Investing in Technology is Essential to Business Progress: Determine Your Funding Model
By Irv Rothman, President and CEO, HPE Financial Services
Ask any CEO what is demanded from them today and we’re likely to say business transformation. From the largest Fortune 100 to the mom-and-pop shop around the corner, there is a clear imperative to innovate. As has been widely acknowledged, technology is a strategic lever for business progress. It is the nature of strategy; however, investment is required for implementation—and therein lies the challenge.
Truth is, funding transformation is not so easy. Innovating beyond the limits of incremental IT investments and small budgets is complex, time-consuming, and unpredictable. I often speak with organizations in the midst of this quandary. These are well-established companies (like yours, no doubt) with experienced leadership, satisfied customers, and stakeholders eager to move ahead. When it comes to developing a funding model to drive IT transformation, the question I typically hear is “How do I get started?”
Though industry disruption (aka the “Uber effect”) may grab your attention, what you’re additionally up against is the competitor next door. Easy to forget amid the hubbub and media buzz, competitive disruption can quickly snap up your market share. IT budgets are growing at a snail’s pace—two percent of annual revenue on average. Despite the need to fund innovation, the majority continues to disappear into the money pit known as legacy IT. This means you have to be as inventive as possible in creating financial capacity for new IT investments.
The traditional one-size-fits-all model has given way to more flexible options for you to acquire, pay for, and use IT. The good news is that your organization is likely sitting on an investment base that can be monetized to transform legacy IT. The process of doing this moves your IT from a complex mass of application entanglements (known as “technical debt” by most CIOs) to an innovation engine.
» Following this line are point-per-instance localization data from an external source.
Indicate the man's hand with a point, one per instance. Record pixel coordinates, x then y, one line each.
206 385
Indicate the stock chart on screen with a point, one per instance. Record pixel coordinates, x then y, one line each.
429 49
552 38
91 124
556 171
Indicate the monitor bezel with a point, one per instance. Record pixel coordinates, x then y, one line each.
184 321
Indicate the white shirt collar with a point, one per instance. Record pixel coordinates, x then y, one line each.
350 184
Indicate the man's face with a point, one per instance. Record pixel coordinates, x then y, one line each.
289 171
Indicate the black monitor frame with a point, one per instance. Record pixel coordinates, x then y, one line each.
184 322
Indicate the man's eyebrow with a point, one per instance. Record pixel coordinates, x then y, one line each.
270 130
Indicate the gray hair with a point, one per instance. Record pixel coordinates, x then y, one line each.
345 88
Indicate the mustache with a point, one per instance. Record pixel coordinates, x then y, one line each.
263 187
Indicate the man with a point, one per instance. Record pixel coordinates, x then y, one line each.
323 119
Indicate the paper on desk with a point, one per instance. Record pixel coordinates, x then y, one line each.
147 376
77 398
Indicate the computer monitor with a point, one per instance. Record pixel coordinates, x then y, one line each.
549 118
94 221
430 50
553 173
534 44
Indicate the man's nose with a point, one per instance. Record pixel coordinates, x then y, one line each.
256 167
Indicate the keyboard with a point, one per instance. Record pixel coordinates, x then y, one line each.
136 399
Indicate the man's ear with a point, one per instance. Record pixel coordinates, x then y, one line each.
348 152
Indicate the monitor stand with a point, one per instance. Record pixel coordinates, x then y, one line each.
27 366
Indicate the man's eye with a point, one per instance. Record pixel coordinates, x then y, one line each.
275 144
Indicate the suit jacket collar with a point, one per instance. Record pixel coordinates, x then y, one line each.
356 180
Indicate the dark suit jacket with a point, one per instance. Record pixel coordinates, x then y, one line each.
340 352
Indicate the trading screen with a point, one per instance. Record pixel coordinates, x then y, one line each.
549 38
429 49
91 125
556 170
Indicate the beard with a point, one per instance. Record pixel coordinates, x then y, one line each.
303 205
Together with investment strategies structured around your KPIs, fixed budgets open up to become virtual and expanded budgets that fuel growth. Risk can be managed, costs matched to revenue, balance sheets better optimized, and true cost of use established.
Determining which funding model will serve your business best can be a complicated question. As a fellow business leader, I can tell you the process won’t be easy. But it will be worth it. Bear in mind, every journey begins with the first step.